Fig 2. Estimated titres by strain and participant age.

Black points show observed titre against that strain for each participant. Grey points show model estimates. Red line is spline fitted to the data; blue line shows spline fitted to the model estimates, with the 95% confidence interval given by the shaded region. (A–I) Results for each of the nine test strains. Parameters in the model are taken from the maximum a posteriori probability estimates. HK, Hong Kong; ST, Shantou.

Fig 3. Characteristic patterns from different immune mechanisms.

(A) Model titres for participant aged 64 y. Parameters in the model are taken from the maximum a posteriori probability estimate. Circles give observed titres; bars give predicted titres and are coloured by the contribution to immunity from each strain the individual was infected with (infections are indicated by strains in red on the x-axis). Clusters for which there are test strains are shown in bold. Here, predicted titres are predominantly the result of boosting, with little contribution from cross-reactivity. (B) Model titres for participant aged 12 y. Predicted titres for later strains were the sum of contributions from boosting with the test strain and cross-reactivity from related ones. (C) Model titres for participant aged 36 y. With each strain encountered, antigenic seniority reduced boosting to subsequent infections: the coloured bars generated by the infecting strain decrease in size as the number of infections increases.

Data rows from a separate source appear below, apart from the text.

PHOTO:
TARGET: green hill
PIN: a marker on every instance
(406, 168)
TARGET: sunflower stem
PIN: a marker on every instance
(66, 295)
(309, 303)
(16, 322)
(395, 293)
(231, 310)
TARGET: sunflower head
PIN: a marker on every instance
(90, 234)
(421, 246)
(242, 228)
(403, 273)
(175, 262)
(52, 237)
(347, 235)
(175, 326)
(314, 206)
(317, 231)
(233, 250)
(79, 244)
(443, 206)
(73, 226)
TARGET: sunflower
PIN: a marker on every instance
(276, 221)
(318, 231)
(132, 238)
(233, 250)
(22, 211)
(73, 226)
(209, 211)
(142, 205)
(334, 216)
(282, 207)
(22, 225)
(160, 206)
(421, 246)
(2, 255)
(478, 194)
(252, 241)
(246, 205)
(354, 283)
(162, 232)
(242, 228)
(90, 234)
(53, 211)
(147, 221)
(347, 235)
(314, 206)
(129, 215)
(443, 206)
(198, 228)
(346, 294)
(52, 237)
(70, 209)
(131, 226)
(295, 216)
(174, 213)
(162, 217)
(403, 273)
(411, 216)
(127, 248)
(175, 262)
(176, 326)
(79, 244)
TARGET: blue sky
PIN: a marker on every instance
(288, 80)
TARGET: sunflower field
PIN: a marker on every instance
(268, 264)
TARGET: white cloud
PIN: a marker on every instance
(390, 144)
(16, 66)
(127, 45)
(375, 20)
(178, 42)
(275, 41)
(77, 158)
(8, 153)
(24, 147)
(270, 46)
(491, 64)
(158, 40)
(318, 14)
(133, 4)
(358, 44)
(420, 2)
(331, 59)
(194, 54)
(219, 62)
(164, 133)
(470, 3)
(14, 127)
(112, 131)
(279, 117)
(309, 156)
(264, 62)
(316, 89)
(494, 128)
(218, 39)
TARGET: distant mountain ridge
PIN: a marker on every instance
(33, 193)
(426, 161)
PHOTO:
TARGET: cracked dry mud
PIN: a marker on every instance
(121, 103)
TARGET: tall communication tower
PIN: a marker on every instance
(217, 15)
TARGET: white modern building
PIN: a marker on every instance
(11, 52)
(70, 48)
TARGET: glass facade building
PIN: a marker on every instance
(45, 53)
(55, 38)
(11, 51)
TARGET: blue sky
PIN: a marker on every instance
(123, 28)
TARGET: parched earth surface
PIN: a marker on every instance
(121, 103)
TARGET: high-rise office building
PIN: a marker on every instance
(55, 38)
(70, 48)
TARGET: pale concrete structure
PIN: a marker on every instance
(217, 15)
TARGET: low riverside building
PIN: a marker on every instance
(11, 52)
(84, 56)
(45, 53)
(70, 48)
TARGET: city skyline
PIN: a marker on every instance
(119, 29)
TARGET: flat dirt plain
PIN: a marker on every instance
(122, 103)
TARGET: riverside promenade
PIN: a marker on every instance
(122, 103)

Fig 4. Frequency of influenza infection.

(A) Number of infections per decade at risk. For each participant, this is calculated by dividing the estimated total number of infections by whichever value is smaller: participant age or 41 (total years between appearance of A(H3N2) in 1968 and test in 2009). Points give median of the posterior distribution; vertical lines show 95% credible interval. (B) Distribution of time between sequential infections, conditional on having at least two infections, across all participants and strains.

Fig 5. Schematic of mechanisms that shape observed titres.

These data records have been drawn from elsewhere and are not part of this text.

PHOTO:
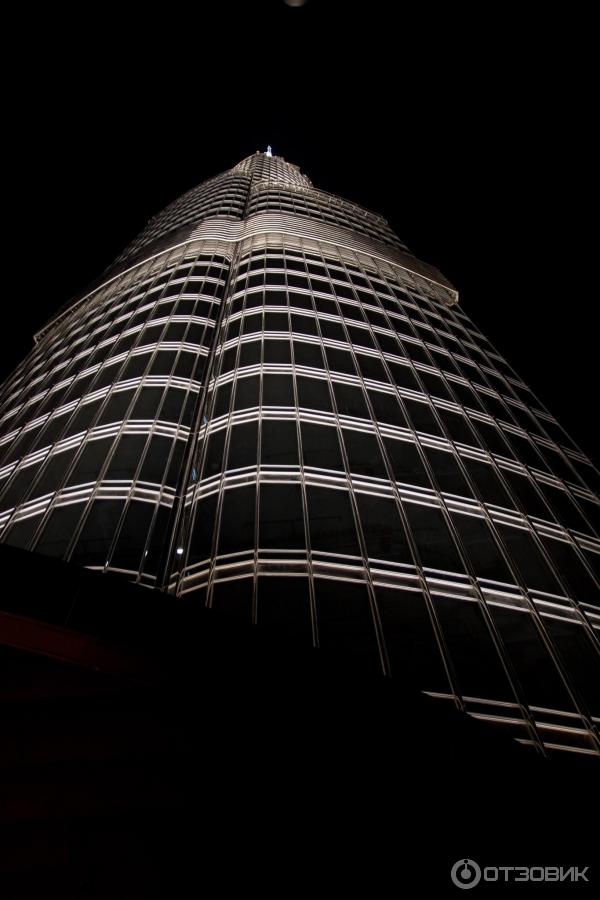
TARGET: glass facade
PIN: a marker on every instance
(270, 406)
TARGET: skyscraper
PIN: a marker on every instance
(268, 405)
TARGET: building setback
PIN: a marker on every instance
(270, 406)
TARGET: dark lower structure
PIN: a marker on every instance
(268, 407)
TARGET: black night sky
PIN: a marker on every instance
(470, 131)
(472, 136)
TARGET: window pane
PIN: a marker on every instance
(279, 445)
(237, 520)
(320, 447)
(281, 520)
(382, 528)
(331, 521)
(98, 532)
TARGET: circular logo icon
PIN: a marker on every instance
(465, 873)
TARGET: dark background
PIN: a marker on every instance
(470, 133)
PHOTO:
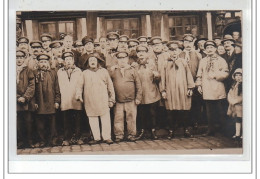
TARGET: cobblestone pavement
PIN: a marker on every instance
(162, 146)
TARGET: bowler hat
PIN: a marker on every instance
(141, 48)
(43, 57)
(36, 44)
(112, 35)
(23, 40)
(121, 55)
(20, 53)
(55, 44)
(67, 54)
(227, 37)
(210, 42)
(46, 35)
(87, 39)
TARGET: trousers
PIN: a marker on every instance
(130, 109)
(105, 125)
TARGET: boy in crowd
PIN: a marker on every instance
(69, 77)
(98, 91)
(47, 97)
(24, 93)
(128, 92)
(213, 70)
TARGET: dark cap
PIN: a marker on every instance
(227, 37)
(23, 40)
(67, 54)
(86, 40)
(96, 55)
(112, 35)
(43, 57)
(210, 42)
(132, 42)
(121, 55)
(62, 35)
(188, 37)
(77, 43)
(142, 39)
(123, 38)
(141, 48)
(55, 44)
(171, 43)
(156, 40)
(46, 35)
(237, 43)
(36, 44)
(20, 53)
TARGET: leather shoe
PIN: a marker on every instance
(118, 140)
(109, 141)
(94, 142)
(131, 139)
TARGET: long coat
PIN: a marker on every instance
(47, 91)
(68, 85)
(235, 102)
(211, 74)
(25, 88)
(98, 90)
(150, 90)
(177, 79)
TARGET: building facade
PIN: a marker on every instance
(167, 24)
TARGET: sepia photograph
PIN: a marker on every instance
(129, 82)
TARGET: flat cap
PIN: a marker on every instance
(188, 37)
(23, 40)
(132, 42)
(46, 35)
(20, 53)
(141, 48)
(227, 37)
(112, 35)
(77, 43)
(86, 40)
(156, 40)
(121, 55)
(67, 54)
(55, 44)
(36, 44)
(210, 42)
(43, 57)
(142, 39)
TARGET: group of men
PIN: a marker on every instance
(114, 81)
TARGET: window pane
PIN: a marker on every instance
(126, 24)
(62, 27)
(69, 27)
(116, 24)
(133, 24)
(178, 21)
(179, 31)
(187, 30)
(109, 25)
(194, 21)
(172, 32)
(186, 21)
(171, 22)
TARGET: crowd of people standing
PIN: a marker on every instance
(114, 82)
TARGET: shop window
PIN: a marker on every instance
(179, 25)
(126, 26)
(55, 28)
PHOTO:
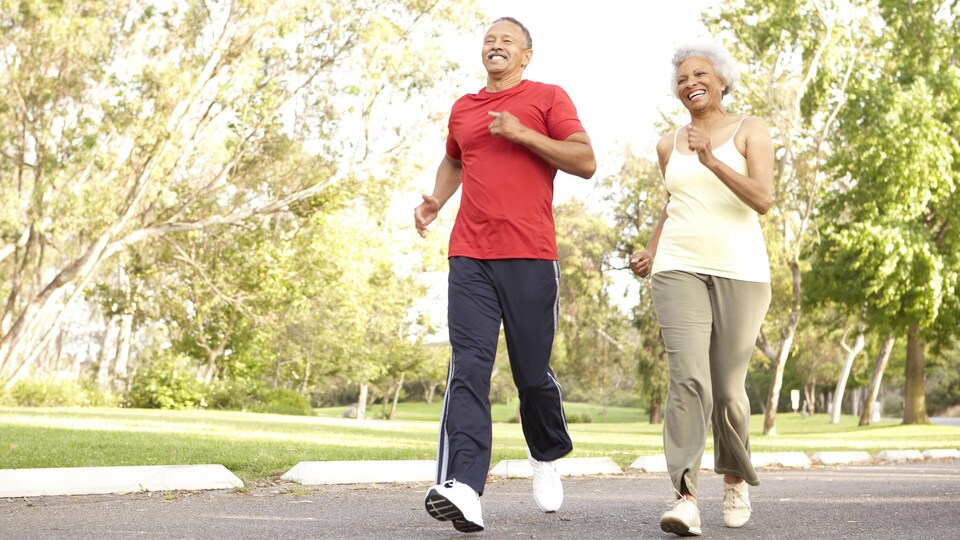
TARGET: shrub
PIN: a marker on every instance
(52, 392)
(167, 382)
(282, 401)
(237, 394)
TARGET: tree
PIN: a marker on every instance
(129, 121)
(891, 221)
(798, 57)
(591, 331)
(636, 196)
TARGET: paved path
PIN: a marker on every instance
(919, 500)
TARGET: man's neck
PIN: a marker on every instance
(506, 83)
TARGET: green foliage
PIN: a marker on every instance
(282, 401)
(594, 359)
(637, 196)
(166, 382)
(52, 392)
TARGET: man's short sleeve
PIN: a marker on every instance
(562, 120)
(453, 149)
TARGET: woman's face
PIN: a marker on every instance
(698, 85)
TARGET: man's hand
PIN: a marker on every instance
(506, 125)
(425, 213)
(641, 262)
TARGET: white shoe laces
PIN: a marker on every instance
(736, 500)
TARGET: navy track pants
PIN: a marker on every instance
(524, 295)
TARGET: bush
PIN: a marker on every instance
(282, 401)
(167, 382)
(51, 392)
(234, 395)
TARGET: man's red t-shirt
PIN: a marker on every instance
(506, 207)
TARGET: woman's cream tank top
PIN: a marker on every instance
(708, 229)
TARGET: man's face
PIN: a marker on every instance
(505, 49)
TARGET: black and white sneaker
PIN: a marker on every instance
(455, 502)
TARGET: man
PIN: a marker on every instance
(505, 145)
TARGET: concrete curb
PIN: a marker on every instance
(520, 468)
(793, 460)
(899, 455)
(952, 453)
(100, 480)
(840, 458)
(315, 473)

Our model suggests that the expected magnitude of titres that result from a sequence of infections depends on three of the four mechanisms described in Fig. 1: simple boosting, suppression of subsequent responses as a result of antigenic seniority, and cross-reaction. The contribution from infecting strains to observed titres is influenced by simple boosting and suppression via antigenic seniority (A). These contributions, as well as cross-reaction between similar strains, influence final observed titres (B). For illustrative purposes, strains here appear in 3-y-long epochs, and have circulated over a 40-y period. Strains the host has been infected with are shown in red; coloured bars show the magnitude of observed log titre as a result of past infection with each strain.